Помещичий дом в Бухонове стоял на невысокой горе, внизу которой расстилалось прекрасное озеро на десять верст в длину. На противоположном его берегу, наискось, но еще на более возвышенном месте, стоял дом моих родителей Цевловских. Из Бухонова в Погорелое нужно было сухим путем ехать в объезд верст пятнадцать, а по озеру крестьяне в своих душегубках переезжали из одного имения в другое часа в полтора. Мещанин, бывший по своим делам в Бухонове в Момент изгнания Марьи Федоровны, возвращался в свою лавку, находившуюся недалеко от Погорелого, и завернул к моей матери, чтобы рассказать ей все, что только что произошло с ее мачехою. Таким образом, мои родители очень скоро узнали о случившемся в Бухонове. Мой отец стал сейчас же торопить людей, чтобы они запрягали бричку и приготовляли подводы под вещи, а матушку просил как можно скорее укладывать вещи и провизию для Марьи Федоровны, необходимые в хозяйстве на первых порах. Но вдруг в самый разгар этих сборов матушке пришло в голову, что родной отец может проклясть ее за помощь мачехе. Тогда эти родительские проклятия были в большом ходу, и каждый боялся пуще смерти накликать их на себя. Она бросилась к мужу и передала ему свою мысль. Но он начал стыдить ее за то, что она в такую тяжелую для Марьи Федоровны минуту более думает о себе и о проклятиях взбалмошного старика, чем о невинно погибающей женщине, которая выказала ей столько ласки и любви.

— Да, — говорила нам при этом матушка, — хотя я во многих взглядах расходилась с вашим отцом при его жизни, но всегда понимала, особенно же ясно сознаю это теперь, что я и в умственном, и в нравственном отношении была ниже его.

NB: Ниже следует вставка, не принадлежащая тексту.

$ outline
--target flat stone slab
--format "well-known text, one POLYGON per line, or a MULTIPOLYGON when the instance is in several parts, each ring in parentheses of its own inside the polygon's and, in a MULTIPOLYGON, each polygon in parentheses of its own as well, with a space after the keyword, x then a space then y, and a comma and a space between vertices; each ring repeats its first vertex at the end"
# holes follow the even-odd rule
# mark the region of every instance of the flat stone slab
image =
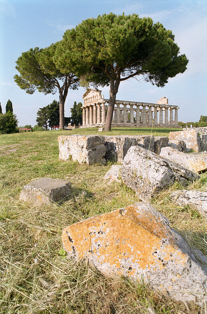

Вам трудно поверить, но клянусь вам всеми святыми, что ваш отец уже в 30-х и 40-х годах, следовательно, в эпоху злейшего крепостничества, проводил те же гуманные идеи, какие разделяете и вы. Когда я что-нибудь начинаю делать, я всегда думаю: а как бы Николай Григорьевич взглянул на это, что бы он сказал?… Да, он был лучший из людей, которых я знала!

И вот матушка с отцом торопили людей, чтобы они скорее клали на подводы все, что было приказано: посуду, перины, подушки, провизию, — и сами немедленно отправлялись в дорогу. Из Погорелого в Васильково дорога была короче и лучше, чем из Бухонова; к тому же мои родители ехали быстро и не останавливались, а Марью Федоровну везли шагом-, и ее приходилось выносить из телеги и класть на лавку в нескольких попадавшихся по дороге хатах, — так плохо чувствовала она себя. Вследствие этого, когда тележонка Марьи Федоровны въехала во двор Василькова с одной стороны, с противоположной внеслась туда же бричка моих родителей, запряженная тройкой.

Марью Федоровну перенесли на руках в экипаж родителей, пока на скорую руку приготовляли для нее комнаты, точнее сказать — избу, или контору, перегороженную на три клетушки.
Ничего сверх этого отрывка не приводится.